The interp system is based on a stateless functional language specifically so that its computations can be parallelized easily. In many cases it’s obvious where and how to split a large function up so that each CPU computes a portion of the result independently (sort of a mini map-reduce). I had already experimented earlier with breaking PRMan renders into screen-space chunks and computing each one in parallel. This actually works great, provided that the edges can be kept seamless. However, since ROAM outputs a unified mesh for the whole planet, this approach entails a lot of redundant computation, and it also interacts poorly with PRMan’s own multithreading (PRMan really wants the entire machine to itself while rendering)*. So, I decided to try splitting on the vertex evaluations. The original ROAM system evaluates vertices one at a time, but as part of my SIMD optimization I modified the algorithm to batch up position evaluations as much as possible. The ROAM algorithm doesn’t actually need to know the position of a new vertex immediately; it can keep working on other splittable triangles and then come back later to see if the new triangle it made still needs to be split further. In this way I’m able to batch up terrain evaluations into groups of hundreds or thousands of vertices, each of which takes a non-negligible amount of time to compute, and all of which are entirely independent.

In order to reduce coding time and complexity, my usual technique to distributed processing is to fork() the main process a few times, open pipes to each child process, then sit in a poll() loop sending batches of work to each child and sleeping while they are busy. I find this far easier than traditional multithreaded programming, because there is no shared state and inter-task communication is 100% explicit through the poll() loop and pipes.

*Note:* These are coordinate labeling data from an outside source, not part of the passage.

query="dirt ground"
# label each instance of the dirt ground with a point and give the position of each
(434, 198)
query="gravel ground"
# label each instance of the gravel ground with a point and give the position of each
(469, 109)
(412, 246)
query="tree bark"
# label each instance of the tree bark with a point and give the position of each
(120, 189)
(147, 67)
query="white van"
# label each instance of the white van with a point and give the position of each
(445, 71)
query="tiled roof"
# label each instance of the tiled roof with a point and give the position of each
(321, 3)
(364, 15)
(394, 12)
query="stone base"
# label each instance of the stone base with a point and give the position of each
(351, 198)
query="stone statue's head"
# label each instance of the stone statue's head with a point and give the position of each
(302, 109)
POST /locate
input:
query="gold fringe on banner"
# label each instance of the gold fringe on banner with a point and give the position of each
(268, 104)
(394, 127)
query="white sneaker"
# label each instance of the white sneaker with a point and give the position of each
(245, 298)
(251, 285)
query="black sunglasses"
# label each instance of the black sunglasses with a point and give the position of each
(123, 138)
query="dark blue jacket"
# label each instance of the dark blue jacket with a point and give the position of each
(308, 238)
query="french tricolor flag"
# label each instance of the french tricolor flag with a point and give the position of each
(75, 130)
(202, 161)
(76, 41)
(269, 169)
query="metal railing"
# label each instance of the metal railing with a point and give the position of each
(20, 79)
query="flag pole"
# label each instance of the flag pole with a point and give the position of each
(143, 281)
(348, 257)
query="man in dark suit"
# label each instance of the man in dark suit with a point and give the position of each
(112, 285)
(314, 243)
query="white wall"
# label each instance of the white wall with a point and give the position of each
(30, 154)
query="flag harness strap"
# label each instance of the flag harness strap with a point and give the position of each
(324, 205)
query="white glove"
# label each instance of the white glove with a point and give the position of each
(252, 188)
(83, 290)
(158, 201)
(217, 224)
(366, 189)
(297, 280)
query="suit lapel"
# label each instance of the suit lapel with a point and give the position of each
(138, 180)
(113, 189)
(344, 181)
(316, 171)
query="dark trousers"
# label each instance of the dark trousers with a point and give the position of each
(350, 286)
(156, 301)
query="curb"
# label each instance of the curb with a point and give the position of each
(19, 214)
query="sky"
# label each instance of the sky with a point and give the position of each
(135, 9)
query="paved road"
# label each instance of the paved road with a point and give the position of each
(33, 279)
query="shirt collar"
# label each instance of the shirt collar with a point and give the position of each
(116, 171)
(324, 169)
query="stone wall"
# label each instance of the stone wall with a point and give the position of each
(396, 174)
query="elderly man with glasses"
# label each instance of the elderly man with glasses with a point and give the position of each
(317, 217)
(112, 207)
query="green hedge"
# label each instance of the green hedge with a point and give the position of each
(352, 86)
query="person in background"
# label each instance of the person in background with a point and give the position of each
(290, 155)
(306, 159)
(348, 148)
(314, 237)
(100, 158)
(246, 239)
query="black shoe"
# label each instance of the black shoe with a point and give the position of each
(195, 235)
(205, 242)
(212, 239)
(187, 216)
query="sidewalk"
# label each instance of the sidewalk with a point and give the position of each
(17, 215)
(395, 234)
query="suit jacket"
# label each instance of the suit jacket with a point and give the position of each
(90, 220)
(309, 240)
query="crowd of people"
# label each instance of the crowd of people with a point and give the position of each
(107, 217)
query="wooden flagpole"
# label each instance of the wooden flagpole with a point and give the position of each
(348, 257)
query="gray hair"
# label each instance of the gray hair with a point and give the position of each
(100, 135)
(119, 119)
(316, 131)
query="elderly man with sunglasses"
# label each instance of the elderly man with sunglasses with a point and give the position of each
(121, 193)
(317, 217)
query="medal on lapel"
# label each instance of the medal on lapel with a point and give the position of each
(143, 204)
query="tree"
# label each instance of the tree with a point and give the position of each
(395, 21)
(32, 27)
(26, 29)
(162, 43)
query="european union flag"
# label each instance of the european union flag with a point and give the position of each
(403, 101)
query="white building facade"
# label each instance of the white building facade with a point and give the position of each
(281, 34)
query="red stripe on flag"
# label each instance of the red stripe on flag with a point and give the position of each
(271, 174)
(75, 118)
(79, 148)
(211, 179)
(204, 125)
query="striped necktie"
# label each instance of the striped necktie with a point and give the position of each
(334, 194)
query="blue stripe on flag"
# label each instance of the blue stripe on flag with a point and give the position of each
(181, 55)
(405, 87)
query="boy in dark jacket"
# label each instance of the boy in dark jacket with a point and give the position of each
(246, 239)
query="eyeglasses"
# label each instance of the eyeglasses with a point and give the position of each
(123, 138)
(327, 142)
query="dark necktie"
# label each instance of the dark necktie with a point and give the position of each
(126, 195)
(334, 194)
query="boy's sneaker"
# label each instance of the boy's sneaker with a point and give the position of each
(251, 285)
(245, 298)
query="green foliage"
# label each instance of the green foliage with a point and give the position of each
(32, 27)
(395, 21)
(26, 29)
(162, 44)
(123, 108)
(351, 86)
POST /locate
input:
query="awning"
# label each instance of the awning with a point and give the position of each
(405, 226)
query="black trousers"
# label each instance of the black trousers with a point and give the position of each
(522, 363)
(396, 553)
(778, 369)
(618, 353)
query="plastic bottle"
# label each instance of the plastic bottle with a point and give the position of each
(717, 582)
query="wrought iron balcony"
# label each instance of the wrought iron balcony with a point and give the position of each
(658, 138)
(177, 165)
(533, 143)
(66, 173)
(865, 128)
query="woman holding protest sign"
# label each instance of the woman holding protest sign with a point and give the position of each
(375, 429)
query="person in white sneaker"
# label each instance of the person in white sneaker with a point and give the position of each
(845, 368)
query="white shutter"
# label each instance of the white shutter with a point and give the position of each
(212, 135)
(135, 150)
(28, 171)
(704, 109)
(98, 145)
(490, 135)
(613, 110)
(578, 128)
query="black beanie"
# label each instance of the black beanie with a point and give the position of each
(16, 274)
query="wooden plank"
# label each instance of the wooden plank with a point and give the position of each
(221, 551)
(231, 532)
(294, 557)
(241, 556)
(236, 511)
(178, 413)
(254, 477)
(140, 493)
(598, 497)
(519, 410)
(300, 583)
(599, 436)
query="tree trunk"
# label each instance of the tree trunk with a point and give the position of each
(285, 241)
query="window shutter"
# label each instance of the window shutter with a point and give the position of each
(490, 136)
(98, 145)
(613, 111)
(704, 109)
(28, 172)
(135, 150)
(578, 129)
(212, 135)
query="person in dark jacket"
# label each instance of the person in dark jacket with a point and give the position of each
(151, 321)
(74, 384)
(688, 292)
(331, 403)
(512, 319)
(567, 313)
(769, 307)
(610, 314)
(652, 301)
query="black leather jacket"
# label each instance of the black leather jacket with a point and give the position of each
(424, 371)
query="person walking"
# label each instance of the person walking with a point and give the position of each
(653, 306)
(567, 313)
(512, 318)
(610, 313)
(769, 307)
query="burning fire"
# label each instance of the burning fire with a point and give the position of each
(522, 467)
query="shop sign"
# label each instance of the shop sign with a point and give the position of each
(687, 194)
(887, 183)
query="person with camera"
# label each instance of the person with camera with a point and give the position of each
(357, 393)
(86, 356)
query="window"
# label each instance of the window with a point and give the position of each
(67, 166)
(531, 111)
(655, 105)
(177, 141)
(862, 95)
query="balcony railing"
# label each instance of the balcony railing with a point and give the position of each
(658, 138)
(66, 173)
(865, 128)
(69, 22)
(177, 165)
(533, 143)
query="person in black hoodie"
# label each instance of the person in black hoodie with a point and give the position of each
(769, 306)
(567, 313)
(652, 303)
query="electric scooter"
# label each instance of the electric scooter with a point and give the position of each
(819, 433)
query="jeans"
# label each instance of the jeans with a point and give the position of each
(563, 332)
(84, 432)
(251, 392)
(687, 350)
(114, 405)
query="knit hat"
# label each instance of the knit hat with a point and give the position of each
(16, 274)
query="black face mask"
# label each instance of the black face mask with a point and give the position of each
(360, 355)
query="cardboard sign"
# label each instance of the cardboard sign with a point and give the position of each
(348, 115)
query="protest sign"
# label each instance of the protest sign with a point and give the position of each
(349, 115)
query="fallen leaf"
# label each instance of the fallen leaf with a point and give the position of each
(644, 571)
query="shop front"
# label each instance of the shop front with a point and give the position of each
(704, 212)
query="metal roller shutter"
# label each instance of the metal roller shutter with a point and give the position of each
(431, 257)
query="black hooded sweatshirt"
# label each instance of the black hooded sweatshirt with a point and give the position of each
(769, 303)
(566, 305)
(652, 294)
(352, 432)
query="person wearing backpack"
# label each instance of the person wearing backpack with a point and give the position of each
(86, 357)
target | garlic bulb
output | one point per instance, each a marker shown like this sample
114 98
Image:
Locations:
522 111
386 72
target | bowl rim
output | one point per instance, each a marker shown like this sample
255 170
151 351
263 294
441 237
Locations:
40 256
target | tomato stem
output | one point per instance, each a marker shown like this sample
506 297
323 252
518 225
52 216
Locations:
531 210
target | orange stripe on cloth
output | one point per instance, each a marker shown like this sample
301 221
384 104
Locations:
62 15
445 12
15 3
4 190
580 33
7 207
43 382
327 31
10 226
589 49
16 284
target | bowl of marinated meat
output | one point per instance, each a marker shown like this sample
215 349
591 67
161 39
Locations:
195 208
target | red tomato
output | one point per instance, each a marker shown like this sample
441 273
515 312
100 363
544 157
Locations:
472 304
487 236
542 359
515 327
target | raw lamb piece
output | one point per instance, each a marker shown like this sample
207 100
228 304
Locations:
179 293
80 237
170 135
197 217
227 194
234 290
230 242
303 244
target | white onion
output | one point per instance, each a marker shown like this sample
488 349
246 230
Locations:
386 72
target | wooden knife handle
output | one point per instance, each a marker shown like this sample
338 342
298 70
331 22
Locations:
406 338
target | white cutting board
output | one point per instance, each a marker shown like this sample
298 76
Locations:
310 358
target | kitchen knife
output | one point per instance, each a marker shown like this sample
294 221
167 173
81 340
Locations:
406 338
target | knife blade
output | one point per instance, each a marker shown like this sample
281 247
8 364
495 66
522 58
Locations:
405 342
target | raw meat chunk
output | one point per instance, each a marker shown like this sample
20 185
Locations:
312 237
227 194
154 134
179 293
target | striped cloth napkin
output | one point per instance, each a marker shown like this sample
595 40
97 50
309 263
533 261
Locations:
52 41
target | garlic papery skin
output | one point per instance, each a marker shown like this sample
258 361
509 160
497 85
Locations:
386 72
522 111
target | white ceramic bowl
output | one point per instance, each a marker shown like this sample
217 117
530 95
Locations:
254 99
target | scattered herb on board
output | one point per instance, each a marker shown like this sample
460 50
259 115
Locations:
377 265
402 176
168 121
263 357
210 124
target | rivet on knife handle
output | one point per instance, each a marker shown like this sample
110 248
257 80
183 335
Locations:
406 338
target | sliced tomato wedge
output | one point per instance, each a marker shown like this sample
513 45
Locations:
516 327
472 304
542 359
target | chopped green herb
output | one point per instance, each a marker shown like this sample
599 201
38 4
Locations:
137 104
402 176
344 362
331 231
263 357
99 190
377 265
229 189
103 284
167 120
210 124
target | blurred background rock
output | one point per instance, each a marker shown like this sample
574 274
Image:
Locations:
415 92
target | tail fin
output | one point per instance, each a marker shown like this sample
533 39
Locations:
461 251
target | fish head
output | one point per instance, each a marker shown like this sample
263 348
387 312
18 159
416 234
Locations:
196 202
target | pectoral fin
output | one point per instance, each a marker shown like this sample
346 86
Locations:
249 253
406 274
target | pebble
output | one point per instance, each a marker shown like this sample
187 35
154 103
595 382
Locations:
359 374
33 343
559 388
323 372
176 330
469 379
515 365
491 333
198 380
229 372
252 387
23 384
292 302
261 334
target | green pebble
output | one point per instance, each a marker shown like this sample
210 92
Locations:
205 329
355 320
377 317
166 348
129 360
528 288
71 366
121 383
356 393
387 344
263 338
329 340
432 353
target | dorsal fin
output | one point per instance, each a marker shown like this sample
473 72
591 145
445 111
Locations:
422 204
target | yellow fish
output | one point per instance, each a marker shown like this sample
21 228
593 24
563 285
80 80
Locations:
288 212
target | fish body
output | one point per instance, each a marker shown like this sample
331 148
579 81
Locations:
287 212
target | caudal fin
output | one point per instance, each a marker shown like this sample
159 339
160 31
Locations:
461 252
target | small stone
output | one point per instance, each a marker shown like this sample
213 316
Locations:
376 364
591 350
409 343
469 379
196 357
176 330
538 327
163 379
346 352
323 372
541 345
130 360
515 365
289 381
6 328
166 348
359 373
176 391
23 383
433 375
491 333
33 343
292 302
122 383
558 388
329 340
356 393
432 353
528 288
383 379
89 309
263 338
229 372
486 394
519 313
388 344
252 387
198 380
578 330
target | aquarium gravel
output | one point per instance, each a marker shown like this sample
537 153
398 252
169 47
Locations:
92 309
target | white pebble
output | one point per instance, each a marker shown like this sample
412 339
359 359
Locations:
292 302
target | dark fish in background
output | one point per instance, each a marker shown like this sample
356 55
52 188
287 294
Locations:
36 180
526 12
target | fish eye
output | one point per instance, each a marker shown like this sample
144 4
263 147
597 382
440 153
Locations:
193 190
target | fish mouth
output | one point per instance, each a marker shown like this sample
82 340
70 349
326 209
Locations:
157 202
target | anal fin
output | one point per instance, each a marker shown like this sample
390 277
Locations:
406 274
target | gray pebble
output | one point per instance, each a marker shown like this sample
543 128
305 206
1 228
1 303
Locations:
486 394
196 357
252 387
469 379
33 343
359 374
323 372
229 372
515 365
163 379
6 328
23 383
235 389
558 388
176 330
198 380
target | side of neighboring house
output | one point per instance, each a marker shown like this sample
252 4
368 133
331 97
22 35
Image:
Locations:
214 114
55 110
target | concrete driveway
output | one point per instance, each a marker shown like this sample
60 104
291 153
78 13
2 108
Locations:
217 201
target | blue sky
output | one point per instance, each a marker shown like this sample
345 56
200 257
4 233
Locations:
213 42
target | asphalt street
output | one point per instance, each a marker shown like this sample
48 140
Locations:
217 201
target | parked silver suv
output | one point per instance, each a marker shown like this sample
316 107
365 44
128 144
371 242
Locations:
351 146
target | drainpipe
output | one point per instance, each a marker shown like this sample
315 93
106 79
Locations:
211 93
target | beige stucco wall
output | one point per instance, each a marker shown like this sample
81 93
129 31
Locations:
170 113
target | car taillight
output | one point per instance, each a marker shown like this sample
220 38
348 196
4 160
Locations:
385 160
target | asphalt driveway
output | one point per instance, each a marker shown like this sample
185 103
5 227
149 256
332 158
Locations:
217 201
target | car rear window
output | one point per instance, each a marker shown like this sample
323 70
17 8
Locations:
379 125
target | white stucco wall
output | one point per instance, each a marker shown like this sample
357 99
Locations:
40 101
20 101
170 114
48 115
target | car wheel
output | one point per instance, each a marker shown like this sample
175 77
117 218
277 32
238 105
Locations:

For RIB handling and external rendering I pass the results over pipes or sockets, but here for efficiency I use shared memory: the parent process mmap()s a buffer shared to all child processes, where the parent writes input lat/lon positions and the children write position/color outputs in designated places.

Here I discovered an unanticipated complication: the fork()ed children also share file descriptor state with each other. This caused libtiff to step all over itself because file seeks from different child processes would interfere with each other. In general interp is not designed for this situation (and it is definitely not thread-safe). However, I was able to get around it by plugging in custom I/O functions to libtiff that use pread()/pwrite() instead of read()/write(), which provide an explicit file offset to each call (tracked manually by following libtiff’s read, write, and seek calls). Yes, I know that Linux has some magic clone() flags that can turn off file descriptor sharing, but I don’t want interp to become too Linux-specific. (though of course fork() is a lost cause on Windows – my general philosophy is that “core” non-GUI/non-rendering features must work on all of Linux, OSX, and Windows, and everything must work across Linux and OSX. It’d probably work on any BSD too, but I haven’t tried).

Back to the main story: distributing the vertex computations. I got a massive speed-up! Together with the sorting optimization and scanline-oriented TIFF files, terrain computation got about 2x to 3x faster on an 8-core machine (using about 6 worker processes – using more reduced performance due to batches becoming too small). I bet I could get another 2x or so from making the sampler smarter as described above, but that would likely require many days of coding, and so isn’t worth it for my current project. Also, terrain generation has gone from a majority to a minority of render time. Now the dominant factor is shading of secondary rays within PRMan. I’ve already added a few tweaks to my main shader that reduce the computation done on non-camera rays (using larger texture filters, not doing ambient occlusion lookups, etc). Still, I am down to about 2 minutes per frame with the quality knobs turned all the way up, which is certainly comfortable for this production.

* splitting a frame into screen-space chunks is still worth pursuing as an optimization for high-speed interactive rendering, where seamlessness isn’t a huge worry. I can’t wait to try running a whole bunch of AWS instances in parallel on one frame.